Scott Carson, president and chief executive of Boeing's commercial aircraft division, said the initial test flight and delivery of its long-awaited 787 jetliner remain on schedule.

PITTSBURGH — Boeing said today that the initial test flight and delivery of its long-awaited 787 jetliner remain on schedule.

Scott Carson, president and chief executive of Boeing's commercial aircraft division, said Boeing continues to work toward the inaugural 787 test flight in the second quarter of this year and the first delivery in the first quarter of 2010.

"The progress on a daily basis is gratifying," he said at an investor conference in New York. "We have now cleared all the equipment on the airplane for first flight and are continuing to work through the integrated software and hardware testing."

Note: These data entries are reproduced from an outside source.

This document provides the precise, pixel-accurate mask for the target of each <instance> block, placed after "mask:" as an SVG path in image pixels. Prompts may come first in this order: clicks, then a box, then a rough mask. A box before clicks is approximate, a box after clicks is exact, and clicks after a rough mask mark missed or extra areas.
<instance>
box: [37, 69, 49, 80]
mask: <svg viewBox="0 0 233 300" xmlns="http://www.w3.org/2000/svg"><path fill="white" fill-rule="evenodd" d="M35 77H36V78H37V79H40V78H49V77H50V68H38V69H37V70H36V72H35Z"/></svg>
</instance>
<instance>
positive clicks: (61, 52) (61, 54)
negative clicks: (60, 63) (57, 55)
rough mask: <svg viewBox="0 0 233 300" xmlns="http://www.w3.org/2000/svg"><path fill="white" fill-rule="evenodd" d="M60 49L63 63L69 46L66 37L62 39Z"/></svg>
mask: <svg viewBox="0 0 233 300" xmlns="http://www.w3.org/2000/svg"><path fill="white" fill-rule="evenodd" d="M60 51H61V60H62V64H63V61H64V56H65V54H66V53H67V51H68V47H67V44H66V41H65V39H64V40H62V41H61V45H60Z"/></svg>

Originally, the plane's inaugural test flight was scheduled for late 2007, with the first delivery slated for May 2008. Boeing postponed the introduction of the next-generation aircraft, built for fuel efficiency from carbon composite parts, four times due to production glitches and a two-month strike last fall. The delays have cost Boeing credibility and billions of dollars in anticipated costs and penalties.

Boeing currently has 878 orders for the hot-selling 787 jetliner from 57 customers, Carson said.

The recent credit crisis has hurt airlines' ability to secure financing for aircraft. But Carson said Boeing remains confident in the financing of commercial planes to be delivered in 2009 and early 2010, though "we're very cautious as we get to the midpoint of next year."

Boeing has said it would provide financing of about $1 billion to customers, if necessary.

"As we look at the markets this year, with financing commitments that have already been made, we believe every one of the airplanes scheduled for delivery this year will be delivered, and the draw on us to provide financing will be relatively minimal," he said.